Ferner stehen 200 Stunden zur freien Gestaltung des Unterrichts zur Verfügung. Diese Zeit wird genutzt, um mit den Lernenden die Erlebnisse des letzten Praxiseinsatzes zu reflektieren oder gemeinsam noch einmal den Schulblock Revue passieren zu lassen.

Der Unterricht wird im Klassenverband in mehrwöchigen Unterrichtsblöcken erteilt, die sich mit Phasen der praktischen Ausbildung abwechseln.

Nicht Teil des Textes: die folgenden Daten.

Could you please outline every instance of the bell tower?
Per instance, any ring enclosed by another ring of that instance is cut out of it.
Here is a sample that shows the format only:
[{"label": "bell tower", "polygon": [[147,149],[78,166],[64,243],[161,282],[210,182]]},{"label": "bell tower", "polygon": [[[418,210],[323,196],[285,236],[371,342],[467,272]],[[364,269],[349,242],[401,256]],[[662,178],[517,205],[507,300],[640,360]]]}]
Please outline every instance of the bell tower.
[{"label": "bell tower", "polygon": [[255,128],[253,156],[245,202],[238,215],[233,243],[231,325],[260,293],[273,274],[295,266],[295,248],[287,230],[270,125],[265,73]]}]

In der praktischen Ausbildungsphase stehen die folgenden Aufgaben im Mittelpunkt:

  • Pflegen alter Menschen in häuslicher Umgebung und in stationären Einrichtungen der Altenhilfe
  • Pflegeplanung und -dokumentation, EDV
  • Beratung und Unterstützung Pflegebedürftiger und ihrer Angehörigen
  • pflegeunterstützende Maßnahmen der Gesundheitsförderung
  • Stressprävention und Belastungsvermeidung
  • Tagesstrukturierung und Alltagsgestaltung
  • Unterstützung und Pflege bei altersbedingten psychischen Veränderungen und Erkrankungen
  • Begleitung Sterbender

Ausbildungsprüfung

Die Ausbildung schließt nach drei Jahren mit einer staatlichen Prüfung ab. Diese umfasst einen mündlichen, schriftlichen und praktischen Teil. Der schriftliche und mündliche Teil der Prüfung wird im Bildungszentrum St. Johannisstift abgelegt. Der praktische Teil findet in der Altenpflegeeinrichtung statt, in der der Azubi ausgebildet worden ist, oder in der Wohnung einer pflegedürftigen Person, die von der Altenpflegeeinrichtung betreut wird.

Praxisbegleiter

Die Auszubildenden werden in den verschiedenen Einrichtungen von den Lehrkräften des Bildungszentrums besucht und während der gesamten praktischen Ausbildung begleitet. Durch diese enge Begleitung während der Ausbildung können wir erreichen, dass ein Transfer von der Theorie in die Praxis leichter gelingt. Zudem hat der Auszubildende einen Ansprechpartner vom Bildungszentrum vor Ort.

Ausbildungsvergütung

Die attraktive Vergütung im St. Johannisstift orientiert sich am BAT-KF. Da es in regelmäßigen Abständen zu Tarifveränderungen kommt, verweisen wir hier gern auf die Internetseite vom Kirchenrecht Westfalen.

Förderung

Die Kosten der Ausbildung können im Einzelfall von der Agentur für Arbeit bzw. den örtlichen Arbeitsgemeinschaften (ARGE) übernommen werden (Bildungsgutschein nach § 85 Sozialgesetzbuch III oder Sonderförderprogramme). Die Ausbildung zur Altenpflegerin/zum Altenpfleger ist nach der AZAV (Akkreditierungs- und Zulassungsverordnung Arbeitsförderung) zugelassen. Bildungsgutscheine für diese Ausbildung können im Bildungszentrum eingereicht werden.